Among the earliest and most influential poetic anthologies was the Chuci (楚辭,楚辞) (Songs of Chu), made up primarily of poems ascribed to the semi-legendary Qu Yuan (屈原) (ca. 340-278 B.C.) and his follower Song Yu (宋玉) (fourth century B.C.). The songs in this collection are lyrical and romantic and represent a different tradition from the earlier Shijing. During the Han Dynasty (206 B.C.-A.D. 220), this form evolved into the fu (賦,赋) , a poem usually in rhymed verse except for introductory and concluding passages that are in prose, often in the form of questions and answers. The era of disunity that followed the Han period saw the rise of romantic nature poetry, which was heavily influenced by Taoism. The Han Chinese astronomer, mathematician, and inventor Zhang Heng (78–139 AD) was also largely responsible for the early development of Shi (詩,诗) poetry.

Classical poetry reached its zenith during the Tang Dynasty (A.D. 618–907). The early Tang period was best known for its lushi 律诗 (regulated verse), an eight-line poem with five or seven words in each line; Zi(verse following strict rules of prosody); and jueju (绝句)(truncated verse), a four-line poem with five or seven words in each line. The two best-known poets of the period were Li Bai (701–762) and Du Fu (712–770). Li Bai was known for the romanticism of his poetry; Du Fu was seen as a Confucian moralist with a strict sense of duty toward society. Later Tang poets developed greater realism and social criticism and refined the art of narration. Among the best-known of the later Tang poets was Bai Juyi (772–846), whose poems were a critical commentary on the society of his time. Li Yun (789–831) was an eclectic poet, writing mainly "Palace poetry". The Quantangshi, or complete Tang Poems (全唐詩) was not fully compiled until 1705 CE, during the Qing Dynasty.
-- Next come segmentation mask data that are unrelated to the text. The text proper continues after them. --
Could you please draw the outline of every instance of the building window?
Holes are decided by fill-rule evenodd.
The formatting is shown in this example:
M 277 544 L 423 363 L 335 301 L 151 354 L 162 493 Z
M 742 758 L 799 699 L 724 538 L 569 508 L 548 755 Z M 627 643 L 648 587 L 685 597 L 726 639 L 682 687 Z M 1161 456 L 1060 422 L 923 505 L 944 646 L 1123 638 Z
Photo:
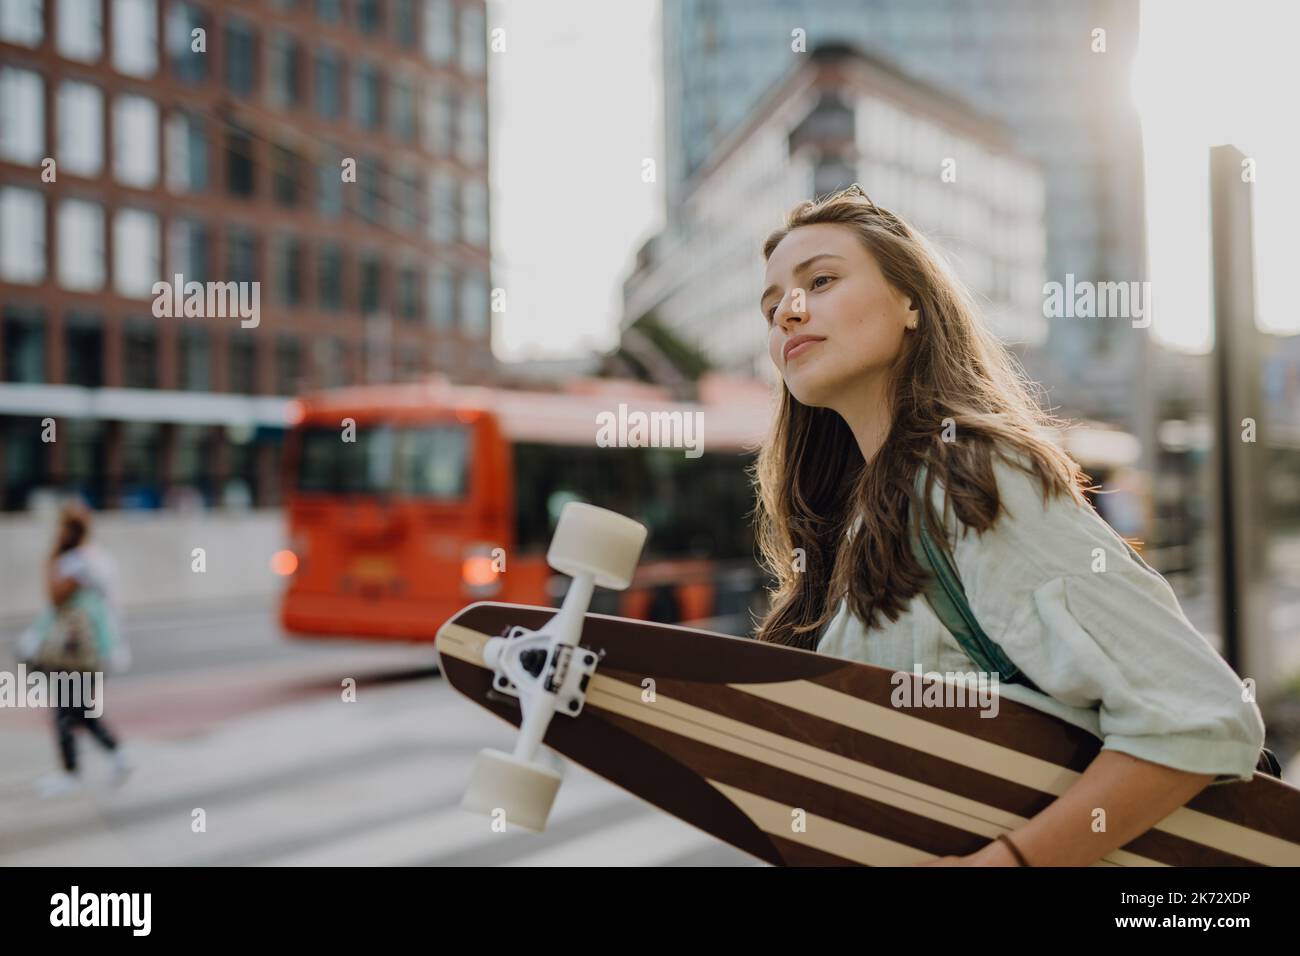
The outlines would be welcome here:
M 460 280 L 460 328 L 466 335 L 481 338 L 488 327 L 488 284 L 481 275 Z
M 202 391 L 207 391 L 203 389 Z M 211 431 L 206 425 L 177 425 L 172 444 L 172 488 L 168 489 L 168 498 L 194 501 L 207 505 L 211 495 L 211 485 L 206 475 L 204 461 L 207 457 Z M 180 494 L 176 494 L 180 492 Z M 184 496 L 184 497 L 182 497 Z M 175 499 L 173 499 L 175 500 Z
M 343 63 L 337 53 L 321 50 L 316 54 L 316 113 L 322 119 L 335 120 L 343 115 Z
M 456 147 L 461 162 L 475 166 L 487 158 L 487 116 L 483 97 L 466 93 L 460 101 L 460 131 Z
M 432 82 L 424 102 L 424 148 L 438 156 L 446 155 L 456 142 L 456 93 Z
M 302 304 L 302 242 L 291 236 L 275 241 L 275 294 L 281 305 Z
M 281 337 L 275 344 L 275 393 L 296 395 L 302 390 L 302 346 L 297 339 Z
M 316 18 L 322 23 L 341 23 L 343 0 L 316 0 Z
M 251 335 L 240 334 L 241 331 L 235 329 L 230 333 L 227 383 L 229 390 L 237 395 L 253 395 L 257 392 L 257 342 Z
M 207 15 L 188 3 L 174 3 L 167 9 L 167 59 L 172 74 L 182 83 L 196 86 L 208 78 L 208 54 L 194 49 L 194 31 L 209 32 Z
M 39 309 L 4 311 L 5 381 L 45 381 L 45 315 Z
M 239 129 L 226 133 L 226 190 L 232 196 L 251 196 L 257 191 L 253 137 Z
M 362 33 L 378 33 L 384 28 L 383 5 L 379 0 L 357 0 L 357 26 Z
M 456 8 L 452 0 L 424 0 L 424 55 L 448 63 L 456 52 Z
M 167 227 L 167 258 L 171 263 L 168 273 L 179 273 L 185 282 L 207 282 L 211 242 L 206 223 L 197 219 L 173 219 Z
M 316 299 L 322 309 L 343 308 L 343 248 L 336 242 L 321 244 L 316 257 Z
M 82 199 L 59 203 L 58 255 L 55 268 L 59 285 L 74 292 L 94 292 L 104 287 L 104 207 Z
M 371 315 L 384 306 L 384 264 L 379 256 L 367 252 L 361 256 L 362 315 Z
M 44 36 L 41 0 L 7 0 L 0 3 L 0 40 L 19 46 L 40 46 Z
M 94 63 L 103 56 L 102 2 L 103 0 L 59 0 L 55 47 L 60 56 L 83 63 Z
M 0 67 L 0 159 L 36 166 L 45 158 L 45 81 Z
M 243 226 L 226 230 L 226 275 L 234 282 L 256 282 L 257 234 Z
M 210 392 L 212 390 L 212 360 L 208 333 L 203 329 L 185 326 L 180 334 L 180 388 L 184 392 Z
M 455 242 L 460 234 L 460 203 L 456 180 L 446 170 L 429 176 L 429 238 Z
M 158 104 L 143 96 L 113 100 L 113 175 L 139 189 L 158 182 Z
M 250 96 L 257 89 L 257 35 L 241 20 L 226 22 L 226 89 Z
M 472 246 L 488 244 L 488 190 L 481 179 L 467 179 L 461 190 L 465 241 Z
M 280 107 L 297 106 L 302 99 L 302 44 L 287 33 L 271 41 L 271 101 Z
M 45 197 L 34 189 L 0 186 L 0 279 L 45 281 Z
M 122 423 L 122 507 L 162 505 L 162 427 L 156 422 Z
M 357 214 L 366 222 L 383 225 L 384 167 L 373 156 L 357 161 Z
M 158 8 L 155 0 L 111 0 L 113 69 L 128 76 L 158 70 Z
M 394 225 L 403 232 L 417 235 L 420 232 L 420 173 L 416 169 L 395 172 L 390 180 L 393 196 Z
M 415 266 L 397 273 L 397 311 L 404 319 L 420 317 L 420 271 Z
M 284 146 L 271 147 L 271 195 L 282 206 L 302 199 L 302 159 Z
M 59 84 L 59 171 L 98 176 L 104 168 L 104 94 L 89 83 Z
M 343 367 L 343 343 L 337 338 L 314 339 L 312 359 L 316 366 L 316 382 L 322 388 L 338 388 L 347 384 Z
M 379 100 L 383 78 L 371 63 L 357 66 L 353 77 L 352 119 L 362 129 L 379 128 Z
M 487 65 L 487 38 L 483 30 L 483 8 L 460 8 L 460 68 L 478 76 Z
M 122 384 L 158 387 L 158 329 L 147 319 L 129 320 L 122 330 Z
M 99 388 L 104 384 L 104 326 L 99 316 L 69 312 L 63 321 L 63 381 Z
M 416 0 L 393 0 L 393 38 L 407 48 L 420 41 L 415 24 Z
M 429 324 L 435 329 L 456 325 L 456 277 L 446 266 L 429 273 Z
M 838 192 L 857 178 L 852 163 L 838 157 L 818 163 L 813 170 L 813 192 L 818 196 Z
M 333 147 L 325 147 L 316 166 L 316 208 L 330 218 L 343 214 L 342 161 L 342 153 Z
M 143 209 L 119 209 L 113 216 L 113 287 L 118 295 L 145 299 L 162 274 L 158 217 Z
M 415 88 L 406 80 L 394 79 L 389 92 L 393 134 L 410 142 L 415 139 Z
M 208 132 L 191 113 L 173 113 L 167 120 L 167 188 L 175 193 L 208 188 Z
Subsequent writers of classical poetry lived under the shadow of their Tang predecessors, and although there were many poets in subsequent dynasties, none reached the level of this period.[by whom?] As the classical style of poetry became more stultified, a more flexible poetic medium, the ci (詞,词), arrived on the scene. The ci, a poetic form based on the tunes of popular songs, some of which were of Central Asian origin, was developed to its fullest by the poets of the Song Dynasty (960–1279 AD). The Song era poet Su Shi (1037–1101 AD) mastered the ci, shi, and fu forms of poetry, as well as prose, calligraphy, and painting.

As the ci gradually became more literary and artificial, Sanqu, a more free form based on dramatic arias, developed. The use of sanqu songs in drama marked an important step in the development of vernacular literature.